The go-ahead blast came on the first pitch of the eighth, an 88-mph cutter from Atlanta reliever Chad Durbin.
"He's been looking better and better every day," manager Davey Johnson said. "In Colorado, he started to look more relaxed, more comfortable in there. Shoot, he's back getting easy hits, so it's nice to have him back."
Tyler Clippard worked out of a jam in the ninth for his 13th save in as many opportunities. This one came in a game where the Nats knew the heat -- it was 101 degrees at the time of the first pitch -- was on.
"We've been playing a lot of close games, and we're comfortable in those games, but this atmosphere tonight was a lot like a playoff atmosphere," Clippard said. "It's huge for us, especially since we're a young team and we need these games to give us confidence down the stretch."
Washington left-hander Ross Detwiler, making his second start since rejoining the rotation after a month-long stint in the bullpen, was superb through six innings before unraveling in the seventh.

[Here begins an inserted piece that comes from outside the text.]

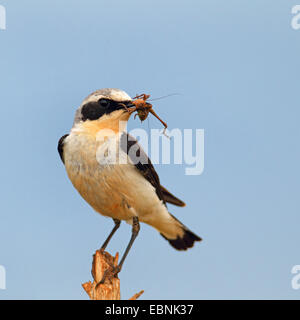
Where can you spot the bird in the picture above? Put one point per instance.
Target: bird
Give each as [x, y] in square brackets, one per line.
[114, 180]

He allowed just two hits through the first six frames before he hit Freddie Freeman, misplayed a bunt and balked with one out in the seventh. Pinch-hitter Martin Prado then delivered an RBI single, breaking Detwiler's shutout. The next batter, Michael Bourn, hit a sacrifice fly to left, scoring Jack Wilson, to make it 4-2.
"The biggest thing that sticks out is I had [Freeman] with two strikes, and I tried to throw a curveball and hit him with it," Detwiler said.
Johnson left Detwiler in the game with two outs to face Andrelton Simmons, who knotted the game at 4 with his third home run of the year, a shot to left field that came on a 1-2 slider that Detwiler left over the plate.
"It's a shame he made one bad pitch and it cost him the ballgame," Johnson said. "But it was a strong effort. And we needed it so bad, I can't even tell you. Our bullpen was kind of beat up."
It negated the four runs that Washington scored in the first three frames -- the first coming on Detwiler's first hit of the season, an RBI single that made it 1-0 -- helped by some fielding miscues on the part of the Atlanta defense.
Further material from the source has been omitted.